La carte ci-dessous montre (en rouge) les pertes à venir dans la plus grande forêt du monde, l'Amazonie, si la tendance constatée jusqu'en 2000 se poursuivait jusqu'en 2050 :
Source : WWF
- La biodiversité des pays développés, déjà très anthropisée , continue à être atteinte :
* les eaux continentales subissent le contrecoup d'usages excessifs de polluants et des usages de l'eau pour l'agriculture ; ces ressauts de consommation excèdent les possibilités normales d'adaptation des espèces aquatiques aux variations des cycles hydrologiques,
* l'Union européenne a établi que, hors les zones protégées par les directives « Natura 2000 », les pertes de biodiversité de la faune aviaire pouvaient atteindre 70 % pour certaines espèces 10 ( * ) ; aux Etats-Unis, les pertes de biodiversité sur les vingt espèces d'oiseaux les plus répandues atteignent 50 %.

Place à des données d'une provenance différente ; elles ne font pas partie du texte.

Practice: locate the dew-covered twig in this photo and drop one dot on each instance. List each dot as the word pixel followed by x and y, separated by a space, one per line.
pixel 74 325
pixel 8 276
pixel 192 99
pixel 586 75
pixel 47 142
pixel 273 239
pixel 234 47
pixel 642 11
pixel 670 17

* l'appauvrissement du sol, et donc de la biodiversité associée, s'accentue. En trente ans, la Beauce a perdu plus de 30 % des composés organiques de son sol,
* en France, de 3 à 5 espèces de céréales couvrent les besoins en protéines végétales contre plusieurs dizaines avant 1939 ; de même, sur la même période, 750 espèces animales domestiques ont disparu ,
* l'accroissement de l'utilisation de l'eau par l'agriculture produit :
- des phénomènes de ruissellement qui augmentent la turbidité des eaux continentales,
- et un développement de la salinité des estuaires qui menace les écosystèmes côtiers,
* enfin, on constate, à la suite du développement des normes d'hygiène, que la biodiversité des bactéries lactiques utilisées dans la fabrication du fromage a diminué de plus de 30 % en vingt ans .
*
* *
* 6 Mise en évidence par le botaniste britannique Watson, au 19 e siècle.
* 7 C'est-à-dire hors des grandes crises d'extinction.
* 8 Ce gisement reposait sur des cycles lents et a été remplacé par des écosystèmes à cycle plus rapide (nécrophages, méduses, etc.).
* 9 Données FAO 2007.
* 10 Et même 80 % à 90 % pour les hirondelles.